From criminal law to constitutional law, SCOTUS covered a wide range of topics this year, and delivered a number of opinions that will create long lasting ripples across American jurisprudence.  Of note:

  • Cell Phone Search: We previewed the cell phone search cases here, and in late June, the Supreme Court concluded that data on cellular phones cannot be searched without use of a warrant, even if the phone is seized at the time of an arrest.  Although police officers may seize a phone during an arrest, SCOTUS determined that authorities may not access the data contained within without first obtaining a search warrant from a judge.  Writing that data on a cellphone cannot be used to harm an officer or facilitate escape, Chief Justice John Roberts wrote that there are not immediate circumstances that justify conducting a search at the time of arrest.  Finding that officers can minimize the risk of remote data wiping by removing phone batteries or making use of a Faraday bag, Justice Roberts concluded that the data could easily be preserved if and when a warrant for search of the phone was issued.  Justice Roberts did note that the police may find themselves faced with circumstances that justify an immediate search – like the need to immediately access data to prevent further crimes – but those situations are to be the exception and reviewed on a case-by-case basis.
  • Presidential Recess Appointments:  A unanimous SCOTUS concluded that President Obama had violated the Constitution with a series of 2012 recess appointments to the National Labor Relations Board (NLRB).  In NLRB v Noel Canning the Court found that the President had been too aggressive in declaring the Senate to be on recess when he made NLRB appointments, and had therefore overstepped his authority.  At the time of Obama’s recess appointments, the Senate was convening only every three days and was not conducting business, but the Court determined that the infrequent gatherings were sufficient to qualify the body as being “in session.”  Writing for the majority, Justice Stephen G. Breyer noted that Obama, and future presidents, retain the authority to make unilateral appointments when the Senate is away for more substantial recesses.
  • Affirmative Action: A 6-2 divided Court upheld an amendment to Michigan’s state constitution which prohibited the use of racial considerations in university admissions – thus allowing states to ban affirmative action.  Finding that nothing in the Constitution prohibited a law that eliminated racial treatment – even positive – the Court declined to overturn Michigan’s somewhat controversial approach.
  • Abortion Protests Zone:  A unanimous Court found that a 2007 Massachusetts law which banned abortion protests within a 35-foot zone of the clinic violated the protestors’ First Amendment Freedom of Speech.  Finding that the state could have found a less-restrictive way to protect women who were entering clinics to receive abortions and ensure safety, SCOTUS invalidated the overly-broad legislation.

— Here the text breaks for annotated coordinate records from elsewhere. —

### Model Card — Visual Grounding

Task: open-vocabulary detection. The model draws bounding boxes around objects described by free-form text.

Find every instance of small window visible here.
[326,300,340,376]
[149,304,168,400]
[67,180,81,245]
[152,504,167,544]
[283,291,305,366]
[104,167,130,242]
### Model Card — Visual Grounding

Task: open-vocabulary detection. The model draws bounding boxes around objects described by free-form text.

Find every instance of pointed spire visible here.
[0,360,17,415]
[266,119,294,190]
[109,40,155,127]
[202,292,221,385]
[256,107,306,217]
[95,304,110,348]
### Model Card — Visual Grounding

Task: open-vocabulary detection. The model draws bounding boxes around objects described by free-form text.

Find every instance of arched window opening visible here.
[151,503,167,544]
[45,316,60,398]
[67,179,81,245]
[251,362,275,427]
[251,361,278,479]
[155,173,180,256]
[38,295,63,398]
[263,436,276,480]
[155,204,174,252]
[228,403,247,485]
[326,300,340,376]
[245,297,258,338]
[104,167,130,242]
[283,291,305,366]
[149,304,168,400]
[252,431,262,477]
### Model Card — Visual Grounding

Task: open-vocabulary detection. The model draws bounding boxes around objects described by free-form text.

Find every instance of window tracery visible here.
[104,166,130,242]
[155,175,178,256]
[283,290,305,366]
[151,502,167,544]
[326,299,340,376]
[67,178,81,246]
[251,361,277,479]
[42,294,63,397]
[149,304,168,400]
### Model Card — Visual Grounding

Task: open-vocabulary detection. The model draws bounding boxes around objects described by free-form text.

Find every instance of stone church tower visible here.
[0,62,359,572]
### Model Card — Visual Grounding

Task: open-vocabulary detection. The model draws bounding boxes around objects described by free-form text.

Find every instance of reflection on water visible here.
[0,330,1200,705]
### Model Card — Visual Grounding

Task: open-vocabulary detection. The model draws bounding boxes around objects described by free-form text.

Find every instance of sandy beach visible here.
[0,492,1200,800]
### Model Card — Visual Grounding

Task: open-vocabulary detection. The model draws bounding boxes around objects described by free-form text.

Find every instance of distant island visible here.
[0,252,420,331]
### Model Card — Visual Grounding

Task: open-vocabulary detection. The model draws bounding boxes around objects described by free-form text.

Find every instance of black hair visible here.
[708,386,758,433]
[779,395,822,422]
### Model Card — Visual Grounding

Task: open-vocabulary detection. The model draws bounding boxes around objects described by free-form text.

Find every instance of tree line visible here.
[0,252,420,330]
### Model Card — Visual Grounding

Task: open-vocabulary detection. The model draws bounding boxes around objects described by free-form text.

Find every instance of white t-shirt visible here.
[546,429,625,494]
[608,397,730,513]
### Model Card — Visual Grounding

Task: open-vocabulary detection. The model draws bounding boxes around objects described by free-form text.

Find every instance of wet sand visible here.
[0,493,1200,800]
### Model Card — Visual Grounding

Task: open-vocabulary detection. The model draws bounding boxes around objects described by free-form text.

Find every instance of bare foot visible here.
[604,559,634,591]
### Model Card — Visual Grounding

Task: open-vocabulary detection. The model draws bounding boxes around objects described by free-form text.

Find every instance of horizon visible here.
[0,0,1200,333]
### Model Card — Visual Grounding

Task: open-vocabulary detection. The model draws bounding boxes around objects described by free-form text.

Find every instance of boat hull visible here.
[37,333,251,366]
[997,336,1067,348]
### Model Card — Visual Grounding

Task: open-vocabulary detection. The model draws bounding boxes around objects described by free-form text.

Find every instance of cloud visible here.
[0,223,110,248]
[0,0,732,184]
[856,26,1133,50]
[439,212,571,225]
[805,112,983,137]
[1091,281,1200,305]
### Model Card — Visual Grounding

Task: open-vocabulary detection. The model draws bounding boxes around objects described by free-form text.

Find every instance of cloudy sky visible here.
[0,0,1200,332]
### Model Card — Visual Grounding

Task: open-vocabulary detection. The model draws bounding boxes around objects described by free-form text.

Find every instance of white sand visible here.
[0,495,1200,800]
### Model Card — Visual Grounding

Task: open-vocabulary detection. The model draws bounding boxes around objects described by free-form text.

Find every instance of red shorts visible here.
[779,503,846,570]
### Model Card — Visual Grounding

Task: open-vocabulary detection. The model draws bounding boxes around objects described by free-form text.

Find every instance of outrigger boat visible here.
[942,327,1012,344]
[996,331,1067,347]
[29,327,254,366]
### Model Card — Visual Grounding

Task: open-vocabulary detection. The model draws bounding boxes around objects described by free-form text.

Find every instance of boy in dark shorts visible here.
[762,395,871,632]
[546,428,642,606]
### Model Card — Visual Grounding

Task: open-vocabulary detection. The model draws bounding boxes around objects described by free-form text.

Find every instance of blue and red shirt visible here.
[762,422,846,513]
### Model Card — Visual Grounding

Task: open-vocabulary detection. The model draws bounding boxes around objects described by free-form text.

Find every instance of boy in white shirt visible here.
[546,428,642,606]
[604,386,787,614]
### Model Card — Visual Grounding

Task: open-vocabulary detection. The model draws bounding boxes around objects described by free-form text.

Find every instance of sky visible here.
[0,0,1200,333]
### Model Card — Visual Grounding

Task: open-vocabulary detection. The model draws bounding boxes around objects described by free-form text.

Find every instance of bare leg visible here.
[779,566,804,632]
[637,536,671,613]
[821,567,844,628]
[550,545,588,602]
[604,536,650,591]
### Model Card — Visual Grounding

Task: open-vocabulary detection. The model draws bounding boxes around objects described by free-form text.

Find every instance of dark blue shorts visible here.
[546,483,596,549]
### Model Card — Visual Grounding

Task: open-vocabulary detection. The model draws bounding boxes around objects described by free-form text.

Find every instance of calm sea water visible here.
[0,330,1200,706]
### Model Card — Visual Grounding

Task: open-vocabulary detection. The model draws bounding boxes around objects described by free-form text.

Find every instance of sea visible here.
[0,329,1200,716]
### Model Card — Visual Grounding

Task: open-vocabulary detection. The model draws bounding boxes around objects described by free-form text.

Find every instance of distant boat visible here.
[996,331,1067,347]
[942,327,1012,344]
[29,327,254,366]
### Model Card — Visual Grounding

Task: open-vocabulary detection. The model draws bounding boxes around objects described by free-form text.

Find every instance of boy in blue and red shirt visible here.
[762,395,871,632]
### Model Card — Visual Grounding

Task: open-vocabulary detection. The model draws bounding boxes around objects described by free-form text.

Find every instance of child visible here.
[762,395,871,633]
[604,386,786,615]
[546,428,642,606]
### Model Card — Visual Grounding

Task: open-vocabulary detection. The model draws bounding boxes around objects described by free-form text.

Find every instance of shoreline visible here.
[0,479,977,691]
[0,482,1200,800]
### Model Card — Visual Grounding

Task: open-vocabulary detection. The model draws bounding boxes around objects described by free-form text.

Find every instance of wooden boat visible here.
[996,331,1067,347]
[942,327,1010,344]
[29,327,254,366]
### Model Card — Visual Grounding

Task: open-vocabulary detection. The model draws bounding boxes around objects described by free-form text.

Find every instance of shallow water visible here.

In addition to these decisions, the Court shot down Aereo’s streaming TV model, upheld a town’s right to start public meetings with a prayer, and changed campaign finance law.  For more on the SCOTUS term, including summaries from written opinions, take a look at this article over at the Washington Post.

Looking ahead to the next SCOTUS Term

After a term littered with meaningful opinions across a variety of legal topics, it is hard not to expect more significant opinions in the Supreme Court’s next docket of cases.  Today, the Court released its schedule for October oral arguments, and there are some notable highlights:

  • Holt v Hobbs: Challenge the legality of a prison system’s ban on inmate facial hair grown for religious reasons.
  • Kansas v Nebraska and Colorado: Challenge from the state of Kansas that alleges Nebraska is using too much water from the Republican River.
  • Heien v North Carolina: Review of the constitutionality of a traffic stop if the police made a mistake in believing a law had been broken.

Lurking in the wings is Utah’s promise to appeal a recent 10th Circuit decision that upheld a challenge to its ban on gay marriage.  Given the significance of the issue, Utah’s appeal could be fast tracked to the Supreme Court, potentially forcing SCOTUS to directly consider the constitutionality of gay marriage bans as soon as next year.